Seoul-based publication The Daily NK, which specializes in North Korean news that relies on a network of sources from inside the hermit kingdom, reported in late August that eight teens were put on public trial for watching and imitating the characters of various South Korean dramas including the popular “Crash Landing on You.”
TikToker @Priscillakwon spread the news on her account, which is known for keeping followers up to date with all-things Korea. The video has gained over 300,000 likes and shares how six teenagers have been sentenced to jail after being caught watching and reenacting South Korean shows, referring to another similar incident from earlier this year via local news site Insight.
“You could see how harshly the six students had been interrogated just by looking at them when they were dragged out at the trial,” a source told Daily NK in the earlier report. “Their faces were nothing but skin and bones and they couldn’t even hold their bodies upright.”
While it is unclear what exactly happened to the teens in the latest incident, it’s nothing new for North Korean civilians to face harsh punishment for seemingly innocuous crimes related to entertainment. In April, a man was reportedly executed in public for selling CDs and USBs filled with South Korean media.
Authorities are said to have been pushing for citizens to report on each other following the enactment of a law from last December that would “eradicate ‘reactionary thought and culture.’”
While “Crash Landing on You” is among several videos that the teens in the latest alleged incident were caught watching, the involvement of the drama points to the twisted irony of the incident, as the restrictions imposed by the North Korean government are central to the plot. The main character, a South Korean woman, accidentally finds herself in her country’s northern counterpart and risks capture or death as she finds a way home.
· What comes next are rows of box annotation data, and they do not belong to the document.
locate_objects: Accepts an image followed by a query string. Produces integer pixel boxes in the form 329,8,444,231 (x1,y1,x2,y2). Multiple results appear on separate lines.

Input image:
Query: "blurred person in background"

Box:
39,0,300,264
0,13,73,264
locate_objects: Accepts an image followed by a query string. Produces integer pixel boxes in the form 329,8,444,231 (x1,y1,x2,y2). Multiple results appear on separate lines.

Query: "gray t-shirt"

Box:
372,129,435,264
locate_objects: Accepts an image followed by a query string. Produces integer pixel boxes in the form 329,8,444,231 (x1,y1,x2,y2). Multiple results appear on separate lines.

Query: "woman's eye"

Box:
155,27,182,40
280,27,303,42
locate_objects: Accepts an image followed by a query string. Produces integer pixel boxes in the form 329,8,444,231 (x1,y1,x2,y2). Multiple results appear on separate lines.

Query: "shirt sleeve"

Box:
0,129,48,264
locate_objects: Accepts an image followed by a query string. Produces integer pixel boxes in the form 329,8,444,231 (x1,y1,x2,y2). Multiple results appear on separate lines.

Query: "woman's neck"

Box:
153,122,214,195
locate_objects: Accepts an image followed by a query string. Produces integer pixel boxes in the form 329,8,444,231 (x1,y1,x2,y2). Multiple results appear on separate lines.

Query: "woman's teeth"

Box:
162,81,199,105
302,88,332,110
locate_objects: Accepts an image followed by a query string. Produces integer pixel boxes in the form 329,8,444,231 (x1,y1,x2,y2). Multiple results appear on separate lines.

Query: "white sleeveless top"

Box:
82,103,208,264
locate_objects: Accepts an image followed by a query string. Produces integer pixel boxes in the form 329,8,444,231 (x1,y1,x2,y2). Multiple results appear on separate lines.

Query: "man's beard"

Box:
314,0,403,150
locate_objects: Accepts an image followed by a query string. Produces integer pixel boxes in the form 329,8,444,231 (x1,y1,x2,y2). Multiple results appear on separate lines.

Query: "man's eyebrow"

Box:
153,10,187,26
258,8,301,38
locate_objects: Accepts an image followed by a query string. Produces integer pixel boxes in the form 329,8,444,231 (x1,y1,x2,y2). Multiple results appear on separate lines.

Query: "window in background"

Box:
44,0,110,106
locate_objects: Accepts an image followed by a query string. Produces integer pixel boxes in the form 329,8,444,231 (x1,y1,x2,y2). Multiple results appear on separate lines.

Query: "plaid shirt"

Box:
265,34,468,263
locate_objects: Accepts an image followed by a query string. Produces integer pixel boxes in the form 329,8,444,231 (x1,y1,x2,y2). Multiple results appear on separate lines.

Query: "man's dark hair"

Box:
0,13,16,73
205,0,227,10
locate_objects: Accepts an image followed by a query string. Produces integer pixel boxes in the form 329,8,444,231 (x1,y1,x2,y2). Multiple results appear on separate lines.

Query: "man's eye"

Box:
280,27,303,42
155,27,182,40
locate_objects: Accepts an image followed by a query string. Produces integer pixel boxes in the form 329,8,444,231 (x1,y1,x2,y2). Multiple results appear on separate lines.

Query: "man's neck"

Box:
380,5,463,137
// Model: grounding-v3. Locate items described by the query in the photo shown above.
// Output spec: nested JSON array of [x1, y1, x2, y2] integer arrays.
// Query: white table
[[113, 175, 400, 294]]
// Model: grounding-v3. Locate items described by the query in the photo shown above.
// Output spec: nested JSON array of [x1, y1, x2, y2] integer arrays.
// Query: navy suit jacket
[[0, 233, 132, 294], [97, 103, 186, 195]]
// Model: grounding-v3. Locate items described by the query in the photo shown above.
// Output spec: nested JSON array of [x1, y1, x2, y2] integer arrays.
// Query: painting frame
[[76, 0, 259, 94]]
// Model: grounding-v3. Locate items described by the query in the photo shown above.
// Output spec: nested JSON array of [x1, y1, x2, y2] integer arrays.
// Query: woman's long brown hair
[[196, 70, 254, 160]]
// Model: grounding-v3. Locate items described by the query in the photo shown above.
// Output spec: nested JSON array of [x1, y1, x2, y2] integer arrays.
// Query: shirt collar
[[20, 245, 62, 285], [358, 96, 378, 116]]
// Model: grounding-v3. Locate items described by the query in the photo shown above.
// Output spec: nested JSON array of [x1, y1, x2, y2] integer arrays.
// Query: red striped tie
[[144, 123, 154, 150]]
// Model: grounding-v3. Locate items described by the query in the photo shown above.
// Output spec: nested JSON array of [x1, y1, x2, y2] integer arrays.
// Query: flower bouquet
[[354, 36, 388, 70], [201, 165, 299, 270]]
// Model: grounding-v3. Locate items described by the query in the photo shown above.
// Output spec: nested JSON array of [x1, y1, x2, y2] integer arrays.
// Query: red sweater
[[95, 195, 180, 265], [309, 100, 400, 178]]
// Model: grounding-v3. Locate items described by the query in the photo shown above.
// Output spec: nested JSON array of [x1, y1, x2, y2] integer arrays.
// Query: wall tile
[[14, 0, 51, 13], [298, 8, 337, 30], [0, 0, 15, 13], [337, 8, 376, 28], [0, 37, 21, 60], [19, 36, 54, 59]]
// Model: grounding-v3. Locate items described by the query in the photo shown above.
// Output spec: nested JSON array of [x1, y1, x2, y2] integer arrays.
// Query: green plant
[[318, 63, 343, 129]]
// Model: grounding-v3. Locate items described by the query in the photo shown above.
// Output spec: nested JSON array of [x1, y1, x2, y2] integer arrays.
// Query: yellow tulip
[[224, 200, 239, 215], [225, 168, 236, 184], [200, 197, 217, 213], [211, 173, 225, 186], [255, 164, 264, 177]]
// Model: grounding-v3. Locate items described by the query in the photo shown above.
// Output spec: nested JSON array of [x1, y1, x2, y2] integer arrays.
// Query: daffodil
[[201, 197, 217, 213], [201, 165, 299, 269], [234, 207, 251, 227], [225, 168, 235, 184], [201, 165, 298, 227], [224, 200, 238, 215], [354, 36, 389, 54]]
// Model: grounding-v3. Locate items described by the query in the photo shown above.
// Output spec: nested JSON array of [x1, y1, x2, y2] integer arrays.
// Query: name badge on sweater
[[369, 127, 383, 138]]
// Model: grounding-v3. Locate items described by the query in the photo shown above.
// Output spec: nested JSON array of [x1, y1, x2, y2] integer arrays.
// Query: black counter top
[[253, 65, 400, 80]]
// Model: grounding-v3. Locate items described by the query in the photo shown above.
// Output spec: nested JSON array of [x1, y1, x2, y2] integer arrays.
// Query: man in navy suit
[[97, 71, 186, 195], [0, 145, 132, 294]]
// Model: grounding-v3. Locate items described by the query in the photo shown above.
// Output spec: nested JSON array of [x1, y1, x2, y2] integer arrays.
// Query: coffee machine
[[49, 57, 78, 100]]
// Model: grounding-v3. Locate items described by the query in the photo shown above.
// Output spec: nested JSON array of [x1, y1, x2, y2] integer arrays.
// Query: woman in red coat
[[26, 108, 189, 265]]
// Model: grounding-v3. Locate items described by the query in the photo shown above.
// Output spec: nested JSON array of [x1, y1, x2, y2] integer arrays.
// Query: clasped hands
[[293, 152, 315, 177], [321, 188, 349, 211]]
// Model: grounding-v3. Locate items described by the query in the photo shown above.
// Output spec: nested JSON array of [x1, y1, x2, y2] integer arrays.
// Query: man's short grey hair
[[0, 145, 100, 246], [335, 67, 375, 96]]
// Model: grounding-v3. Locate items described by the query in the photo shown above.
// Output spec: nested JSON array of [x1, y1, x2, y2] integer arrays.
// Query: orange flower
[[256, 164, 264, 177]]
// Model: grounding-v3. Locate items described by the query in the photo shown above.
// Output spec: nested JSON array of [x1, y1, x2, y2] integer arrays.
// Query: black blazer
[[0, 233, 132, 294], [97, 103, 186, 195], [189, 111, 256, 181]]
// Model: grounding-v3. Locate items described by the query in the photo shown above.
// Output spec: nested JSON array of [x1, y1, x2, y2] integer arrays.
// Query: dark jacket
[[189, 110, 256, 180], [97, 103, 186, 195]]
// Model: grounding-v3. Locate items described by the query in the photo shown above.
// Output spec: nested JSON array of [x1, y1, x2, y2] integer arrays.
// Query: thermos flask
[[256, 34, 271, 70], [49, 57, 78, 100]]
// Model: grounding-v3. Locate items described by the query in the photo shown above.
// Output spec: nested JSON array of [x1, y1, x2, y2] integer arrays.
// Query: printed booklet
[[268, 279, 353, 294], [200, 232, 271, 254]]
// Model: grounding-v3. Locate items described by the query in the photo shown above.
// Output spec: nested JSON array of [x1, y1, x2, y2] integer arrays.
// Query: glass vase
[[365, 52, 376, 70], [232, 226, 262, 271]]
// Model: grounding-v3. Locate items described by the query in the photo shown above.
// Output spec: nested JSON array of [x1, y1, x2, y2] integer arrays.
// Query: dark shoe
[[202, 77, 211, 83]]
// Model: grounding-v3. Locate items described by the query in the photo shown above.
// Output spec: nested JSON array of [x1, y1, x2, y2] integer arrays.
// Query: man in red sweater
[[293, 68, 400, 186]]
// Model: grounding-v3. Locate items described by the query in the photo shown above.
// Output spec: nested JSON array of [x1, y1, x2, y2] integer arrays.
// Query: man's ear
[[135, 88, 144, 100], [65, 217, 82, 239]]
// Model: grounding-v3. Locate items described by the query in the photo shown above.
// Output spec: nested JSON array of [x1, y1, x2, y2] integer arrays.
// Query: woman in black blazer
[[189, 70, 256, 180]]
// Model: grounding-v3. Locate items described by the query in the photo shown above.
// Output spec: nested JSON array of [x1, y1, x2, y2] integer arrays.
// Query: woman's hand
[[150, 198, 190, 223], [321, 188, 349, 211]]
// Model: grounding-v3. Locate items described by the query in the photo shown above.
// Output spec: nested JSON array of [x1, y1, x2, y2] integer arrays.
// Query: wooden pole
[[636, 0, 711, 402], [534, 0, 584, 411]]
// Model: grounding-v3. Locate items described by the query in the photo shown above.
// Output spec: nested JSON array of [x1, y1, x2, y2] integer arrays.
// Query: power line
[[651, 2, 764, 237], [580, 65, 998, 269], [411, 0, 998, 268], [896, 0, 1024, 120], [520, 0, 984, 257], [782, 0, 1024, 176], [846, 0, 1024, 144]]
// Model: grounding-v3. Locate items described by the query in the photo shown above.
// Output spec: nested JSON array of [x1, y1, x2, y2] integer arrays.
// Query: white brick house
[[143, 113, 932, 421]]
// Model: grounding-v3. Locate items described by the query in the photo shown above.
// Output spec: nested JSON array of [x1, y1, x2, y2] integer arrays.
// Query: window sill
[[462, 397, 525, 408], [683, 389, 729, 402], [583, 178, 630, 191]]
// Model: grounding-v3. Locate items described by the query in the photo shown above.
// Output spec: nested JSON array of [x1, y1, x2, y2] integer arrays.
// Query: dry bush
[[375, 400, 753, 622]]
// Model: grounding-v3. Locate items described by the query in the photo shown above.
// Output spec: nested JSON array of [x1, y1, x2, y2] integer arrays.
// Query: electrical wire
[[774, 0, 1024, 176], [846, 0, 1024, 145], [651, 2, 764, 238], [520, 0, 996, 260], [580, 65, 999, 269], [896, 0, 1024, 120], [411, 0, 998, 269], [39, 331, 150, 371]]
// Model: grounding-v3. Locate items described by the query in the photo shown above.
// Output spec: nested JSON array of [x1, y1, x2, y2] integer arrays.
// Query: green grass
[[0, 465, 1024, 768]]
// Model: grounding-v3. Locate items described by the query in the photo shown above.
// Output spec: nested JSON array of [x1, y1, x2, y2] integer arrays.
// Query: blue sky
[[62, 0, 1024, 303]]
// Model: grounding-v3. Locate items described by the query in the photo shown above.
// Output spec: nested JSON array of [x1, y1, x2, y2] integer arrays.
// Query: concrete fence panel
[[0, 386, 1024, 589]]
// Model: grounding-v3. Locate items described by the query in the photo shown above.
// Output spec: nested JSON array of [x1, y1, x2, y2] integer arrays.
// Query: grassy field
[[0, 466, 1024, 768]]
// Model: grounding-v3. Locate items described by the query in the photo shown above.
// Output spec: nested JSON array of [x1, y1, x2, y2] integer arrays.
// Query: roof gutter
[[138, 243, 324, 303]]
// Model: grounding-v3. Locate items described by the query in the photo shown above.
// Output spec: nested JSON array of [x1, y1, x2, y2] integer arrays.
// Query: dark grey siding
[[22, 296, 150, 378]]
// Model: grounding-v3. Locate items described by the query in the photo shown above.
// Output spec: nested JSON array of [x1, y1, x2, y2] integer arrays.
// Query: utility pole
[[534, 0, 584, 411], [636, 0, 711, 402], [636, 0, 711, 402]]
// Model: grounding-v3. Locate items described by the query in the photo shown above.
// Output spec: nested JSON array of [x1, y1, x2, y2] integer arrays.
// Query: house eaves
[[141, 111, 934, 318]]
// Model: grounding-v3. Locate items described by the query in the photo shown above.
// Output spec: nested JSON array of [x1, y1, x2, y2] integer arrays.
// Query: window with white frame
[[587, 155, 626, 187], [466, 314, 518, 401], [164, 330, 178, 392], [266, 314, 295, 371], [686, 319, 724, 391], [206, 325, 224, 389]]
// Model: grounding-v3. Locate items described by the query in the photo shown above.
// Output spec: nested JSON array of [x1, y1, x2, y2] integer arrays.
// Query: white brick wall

In the process, she falls in love with a North Korean soldier who attempts to help her.
The drama, which has become South Korea’s second-highest rated show in its TV history, as per South China Morning Post, was lauded for its representation of North Korean life by defectors of the state.
“In North Korea, films are all about the party, the country, the state,” defector Kang Nara, a consultant for the show, told NPR. “But South Korean dramas were about everyday life, like dating, falling in love, dressing nicely and having fun, and I liked that.”